Ethan, Who Loved Carter - Ryan Loveless

This is a very difficult book to review.

I loved this book, but I was deeply uncomfortable about some aspects of it. Yes, Ethan is an adult male with adult male sexual urges. And no, we shouldn't treat people with acquired brain injuries like they are children, but having said that Ethan felt like a child. His speech, his mannerisms, his thoughts. He had a child's single-mindedness in wanting to be with Carter, which was lovely, but there is such a power imbalance in this relationship that I really don't know what to think of it.

I loved that Ethan's parents and friends were so accepting of Carter, but I think that in their place I'd be more protective of Ethan. I just wasn't sure that Ethan was ready, or ever would be ready, for an adult relationship. And I don't mean sex. Ethan had that figured out. I mean a relationship, where both parties are equal partners.

I loved that Carter and Ethan connected over music, and maybe I needed to see some more of that so that I wasn't just constantly worrying about the disparity between them.
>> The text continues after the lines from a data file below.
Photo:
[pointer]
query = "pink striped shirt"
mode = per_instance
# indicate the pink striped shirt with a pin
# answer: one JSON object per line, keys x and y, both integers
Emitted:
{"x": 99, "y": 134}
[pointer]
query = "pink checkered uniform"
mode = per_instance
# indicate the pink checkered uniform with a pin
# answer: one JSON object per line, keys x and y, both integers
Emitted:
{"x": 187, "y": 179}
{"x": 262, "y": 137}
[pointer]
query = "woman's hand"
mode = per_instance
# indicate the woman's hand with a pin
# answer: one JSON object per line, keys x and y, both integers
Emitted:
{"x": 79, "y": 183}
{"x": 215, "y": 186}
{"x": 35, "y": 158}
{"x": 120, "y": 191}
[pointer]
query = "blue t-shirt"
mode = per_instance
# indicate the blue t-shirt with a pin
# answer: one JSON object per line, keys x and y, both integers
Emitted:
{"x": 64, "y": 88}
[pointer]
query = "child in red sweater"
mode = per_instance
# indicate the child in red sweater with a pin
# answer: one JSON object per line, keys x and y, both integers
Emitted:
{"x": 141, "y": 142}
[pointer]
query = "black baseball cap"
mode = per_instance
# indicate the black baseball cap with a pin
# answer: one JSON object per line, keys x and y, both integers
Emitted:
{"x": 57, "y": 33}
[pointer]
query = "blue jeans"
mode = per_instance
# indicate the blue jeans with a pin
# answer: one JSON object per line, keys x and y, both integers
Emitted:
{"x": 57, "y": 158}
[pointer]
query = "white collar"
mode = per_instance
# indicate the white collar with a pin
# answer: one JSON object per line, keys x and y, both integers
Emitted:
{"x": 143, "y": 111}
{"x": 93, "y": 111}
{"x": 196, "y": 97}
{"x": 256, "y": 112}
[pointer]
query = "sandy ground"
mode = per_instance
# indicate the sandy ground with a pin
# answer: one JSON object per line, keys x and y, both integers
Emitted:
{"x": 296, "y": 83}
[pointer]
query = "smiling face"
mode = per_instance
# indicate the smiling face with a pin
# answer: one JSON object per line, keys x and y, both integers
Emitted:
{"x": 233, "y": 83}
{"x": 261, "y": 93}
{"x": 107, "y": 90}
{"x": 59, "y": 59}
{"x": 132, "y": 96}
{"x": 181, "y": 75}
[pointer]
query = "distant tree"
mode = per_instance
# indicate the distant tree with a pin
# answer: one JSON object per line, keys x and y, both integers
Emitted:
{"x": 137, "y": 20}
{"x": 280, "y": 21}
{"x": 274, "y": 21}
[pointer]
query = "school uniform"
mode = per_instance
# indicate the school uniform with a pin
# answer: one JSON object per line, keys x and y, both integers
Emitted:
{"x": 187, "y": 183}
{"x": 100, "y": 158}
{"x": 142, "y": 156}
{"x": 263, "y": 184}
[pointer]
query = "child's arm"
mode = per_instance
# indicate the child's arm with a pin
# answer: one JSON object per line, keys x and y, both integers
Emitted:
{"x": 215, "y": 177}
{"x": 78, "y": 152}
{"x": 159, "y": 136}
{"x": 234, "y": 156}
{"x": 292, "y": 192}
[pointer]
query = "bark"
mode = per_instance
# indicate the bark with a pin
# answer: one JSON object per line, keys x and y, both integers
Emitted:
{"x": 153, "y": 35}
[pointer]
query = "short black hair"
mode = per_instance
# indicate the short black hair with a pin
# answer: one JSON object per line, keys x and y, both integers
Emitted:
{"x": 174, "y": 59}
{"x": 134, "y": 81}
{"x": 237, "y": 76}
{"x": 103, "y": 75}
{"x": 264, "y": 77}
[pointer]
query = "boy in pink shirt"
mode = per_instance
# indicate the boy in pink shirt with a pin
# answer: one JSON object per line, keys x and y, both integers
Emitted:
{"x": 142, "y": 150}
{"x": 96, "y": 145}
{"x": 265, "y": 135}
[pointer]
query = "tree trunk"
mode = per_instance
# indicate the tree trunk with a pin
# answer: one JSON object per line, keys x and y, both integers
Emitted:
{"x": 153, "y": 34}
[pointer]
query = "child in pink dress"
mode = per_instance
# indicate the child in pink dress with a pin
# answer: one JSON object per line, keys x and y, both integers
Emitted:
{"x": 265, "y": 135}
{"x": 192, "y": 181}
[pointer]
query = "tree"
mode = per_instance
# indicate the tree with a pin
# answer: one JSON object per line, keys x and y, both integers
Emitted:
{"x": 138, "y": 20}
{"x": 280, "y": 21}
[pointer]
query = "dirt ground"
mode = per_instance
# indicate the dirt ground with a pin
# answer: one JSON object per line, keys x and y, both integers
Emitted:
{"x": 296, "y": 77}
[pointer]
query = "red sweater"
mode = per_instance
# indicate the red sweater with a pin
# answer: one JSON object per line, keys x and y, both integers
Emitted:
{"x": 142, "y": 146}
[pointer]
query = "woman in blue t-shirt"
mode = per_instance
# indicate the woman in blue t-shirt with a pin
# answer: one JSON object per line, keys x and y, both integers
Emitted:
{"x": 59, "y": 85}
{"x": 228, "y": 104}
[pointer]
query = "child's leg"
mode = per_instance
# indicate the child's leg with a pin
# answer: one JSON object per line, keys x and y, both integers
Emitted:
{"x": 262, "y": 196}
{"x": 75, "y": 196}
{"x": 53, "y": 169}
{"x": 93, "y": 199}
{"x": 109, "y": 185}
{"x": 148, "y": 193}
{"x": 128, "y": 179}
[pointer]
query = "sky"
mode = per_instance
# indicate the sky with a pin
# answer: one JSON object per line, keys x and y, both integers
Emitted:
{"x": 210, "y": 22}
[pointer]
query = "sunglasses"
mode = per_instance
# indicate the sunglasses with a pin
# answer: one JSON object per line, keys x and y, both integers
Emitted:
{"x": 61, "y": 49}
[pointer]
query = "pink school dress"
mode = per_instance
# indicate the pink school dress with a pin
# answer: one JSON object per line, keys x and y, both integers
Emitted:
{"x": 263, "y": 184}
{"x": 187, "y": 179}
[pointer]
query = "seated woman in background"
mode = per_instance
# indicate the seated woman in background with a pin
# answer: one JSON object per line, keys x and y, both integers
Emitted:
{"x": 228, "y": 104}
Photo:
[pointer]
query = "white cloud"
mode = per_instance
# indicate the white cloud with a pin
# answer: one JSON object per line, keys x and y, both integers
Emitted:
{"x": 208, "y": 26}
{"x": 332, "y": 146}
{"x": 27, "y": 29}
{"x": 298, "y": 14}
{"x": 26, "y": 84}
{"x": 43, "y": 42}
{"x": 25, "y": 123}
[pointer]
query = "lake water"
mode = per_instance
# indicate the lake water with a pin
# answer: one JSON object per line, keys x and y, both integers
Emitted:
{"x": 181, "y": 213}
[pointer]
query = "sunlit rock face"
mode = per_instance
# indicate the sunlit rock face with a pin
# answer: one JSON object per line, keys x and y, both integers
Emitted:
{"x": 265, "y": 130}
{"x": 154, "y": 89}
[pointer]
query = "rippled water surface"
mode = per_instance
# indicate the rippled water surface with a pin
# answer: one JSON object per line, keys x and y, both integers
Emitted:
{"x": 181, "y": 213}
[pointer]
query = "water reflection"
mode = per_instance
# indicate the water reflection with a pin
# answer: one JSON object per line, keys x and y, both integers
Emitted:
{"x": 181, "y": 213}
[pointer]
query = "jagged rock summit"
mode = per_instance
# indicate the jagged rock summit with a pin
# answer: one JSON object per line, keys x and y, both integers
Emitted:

It's two days since I finished this, and I'm still really conflicted.

So, read this. The writing is wonderful, the two MCs are beautiful, and there is a HFN that I think I am possibly too cynical to believe can be an HEA.

Sidenote: I know a man with an acquired brain injury, and he has the same difficulties hinted at with Ethan, i.e. inappropriate behaviour in public. By that, I mean he takes his pants off a lot and shows himself off. And I know him, because I work at a police station, and he ends up there a lot. And the only way to deal with him is to speak with him the same way I used to speak to my nephew when he was two or three. "You need to keep your pants on in public, mate, okay?" And he is a lovely guy, with a wonderfully happy personality (except for the occasional temper bursts that come out of nowhere), and I kept thinking of him while reading this book. He's an adult, but without an adult's ability to reason, or to understand nuance, or to remember how to behave. And that's why I'm so conflicted about Ethan.